DR. JOÃO CERQUEIRA DA SILVA JUNIOR [artez university of the arts, master of theater practices, ARNHEM, THE NETHERLANDS]

VASILIKI BACCA [CHOREOGRAPHER, “AKTINA” HIGHER PROFESSIONAL DANCE SCHOOL, ATHENS, gREECE]

“Performing Geometries” is a practice-based research project, engaging in the performative and dramaturgical potentiality of embodying ideal, Euclidian shapes (square, triangle, circle) through dancing on, in and relation to fractal-inspired structures, that is, an infinite repetition and change of the form’s scale in space. In this phase (2018-2020), the research focuses on the square, taking it as a case study for identifying a performing method leading to the embodiment of it, by translating its geometrical attributes, somatic and mental effects into dance.

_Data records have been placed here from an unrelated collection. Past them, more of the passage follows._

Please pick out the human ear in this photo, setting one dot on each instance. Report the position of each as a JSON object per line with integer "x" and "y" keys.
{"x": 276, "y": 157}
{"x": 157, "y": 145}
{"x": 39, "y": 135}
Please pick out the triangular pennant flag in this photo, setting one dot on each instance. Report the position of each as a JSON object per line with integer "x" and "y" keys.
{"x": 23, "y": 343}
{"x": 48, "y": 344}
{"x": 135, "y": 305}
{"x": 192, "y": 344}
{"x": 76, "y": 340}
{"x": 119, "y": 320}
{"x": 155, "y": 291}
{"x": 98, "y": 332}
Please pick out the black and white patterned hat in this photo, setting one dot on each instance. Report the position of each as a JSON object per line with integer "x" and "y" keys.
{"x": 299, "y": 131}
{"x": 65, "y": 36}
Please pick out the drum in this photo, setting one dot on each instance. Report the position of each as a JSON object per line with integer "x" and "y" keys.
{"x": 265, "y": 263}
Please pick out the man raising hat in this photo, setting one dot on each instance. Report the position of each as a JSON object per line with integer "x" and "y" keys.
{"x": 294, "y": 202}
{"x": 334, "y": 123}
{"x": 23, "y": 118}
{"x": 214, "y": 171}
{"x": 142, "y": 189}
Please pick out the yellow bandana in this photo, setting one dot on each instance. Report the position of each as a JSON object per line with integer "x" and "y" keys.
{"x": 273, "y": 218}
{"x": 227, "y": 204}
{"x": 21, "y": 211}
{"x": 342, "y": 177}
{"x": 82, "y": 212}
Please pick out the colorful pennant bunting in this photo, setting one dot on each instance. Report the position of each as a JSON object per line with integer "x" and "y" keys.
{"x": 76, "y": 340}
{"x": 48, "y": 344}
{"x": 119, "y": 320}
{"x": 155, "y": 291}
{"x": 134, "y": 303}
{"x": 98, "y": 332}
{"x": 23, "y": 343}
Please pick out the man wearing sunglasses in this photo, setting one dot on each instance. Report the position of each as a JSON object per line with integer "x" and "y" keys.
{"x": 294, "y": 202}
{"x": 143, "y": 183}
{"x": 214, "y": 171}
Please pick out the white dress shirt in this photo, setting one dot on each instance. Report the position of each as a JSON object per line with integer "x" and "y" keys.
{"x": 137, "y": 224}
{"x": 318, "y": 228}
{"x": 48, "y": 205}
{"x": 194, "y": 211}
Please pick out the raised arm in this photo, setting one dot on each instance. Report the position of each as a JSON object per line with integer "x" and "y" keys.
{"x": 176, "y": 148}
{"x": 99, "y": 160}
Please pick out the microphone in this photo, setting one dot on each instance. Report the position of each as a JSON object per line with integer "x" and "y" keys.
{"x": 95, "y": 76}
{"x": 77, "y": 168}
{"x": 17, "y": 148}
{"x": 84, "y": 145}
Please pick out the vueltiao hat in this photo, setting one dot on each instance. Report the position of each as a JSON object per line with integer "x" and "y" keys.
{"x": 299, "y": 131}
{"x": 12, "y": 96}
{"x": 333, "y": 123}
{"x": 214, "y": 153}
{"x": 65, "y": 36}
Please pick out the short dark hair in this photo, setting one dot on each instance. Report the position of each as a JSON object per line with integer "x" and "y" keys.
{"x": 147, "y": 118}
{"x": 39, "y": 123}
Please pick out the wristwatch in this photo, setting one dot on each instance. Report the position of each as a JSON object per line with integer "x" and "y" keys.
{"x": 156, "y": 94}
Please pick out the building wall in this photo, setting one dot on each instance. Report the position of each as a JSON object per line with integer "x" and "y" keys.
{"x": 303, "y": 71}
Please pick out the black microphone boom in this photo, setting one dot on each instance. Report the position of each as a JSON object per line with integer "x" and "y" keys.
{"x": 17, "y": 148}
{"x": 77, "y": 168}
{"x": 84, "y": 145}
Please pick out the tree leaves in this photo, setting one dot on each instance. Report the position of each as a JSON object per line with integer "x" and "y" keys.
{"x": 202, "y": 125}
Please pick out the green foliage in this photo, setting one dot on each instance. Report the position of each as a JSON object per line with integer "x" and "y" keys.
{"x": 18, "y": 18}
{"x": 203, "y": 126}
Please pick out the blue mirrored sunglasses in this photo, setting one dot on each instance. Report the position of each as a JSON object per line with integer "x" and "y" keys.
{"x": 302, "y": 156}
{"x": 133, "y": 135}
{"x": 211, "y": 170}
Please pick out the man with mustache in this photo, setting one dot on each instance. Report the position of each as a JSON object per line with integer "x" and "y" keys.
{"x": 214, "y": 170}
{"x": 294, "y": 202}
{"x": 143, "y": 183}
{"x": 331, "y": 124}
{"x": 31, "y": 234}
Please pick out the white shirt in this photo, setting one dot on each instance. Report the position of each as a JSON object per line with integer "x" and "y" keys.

It has been argued in phenomenological discourse that “pure truth” can be experienced only through geometry (Husserl, 1989). In architecture, each ideal shape has been assigned with different spatial qualities, functions and dramaturgies and archetypical structures are used according to spatial dramaturgies. In art, ideal geometry has been practiced both in Bauhaus (1930s), as well as in minimalistic choreography (1970s-80s).

To my extent of knowledge, dramaturgies of embodying ideal shapes through performance and dance improvisation are yet to be invented and developed.

Expanding on the above, “Performing Geometries” research speaks about the quest for the impossible, the unexplainable and/or the ideal, the potential for self-transformation through failure, about limits between human body and mind, and, more importantly, about a kind of freedom created in and throughout fixation to form and structure.

In a long-term run, the research is pointing to the creation of a method based on and arising from ideal shapes embodiment, bringing the body and the mind of the dance practitioner in perfect harmony in and throughout the act of dancing. Furthermore, this method might show potential for more general applications on dance improvisation and composition, other time-based arts, architectural design, as well as for science and posthuman theoritical discourse.

* “Performing Geometries” research is ongoing. During 2018-2020 it was held within my attendance of Master of Performance Practices, ArtEZ University of the Arts, Arnhem, the Netherdlands, with the valuable contribution of my peers, teachers and mentors.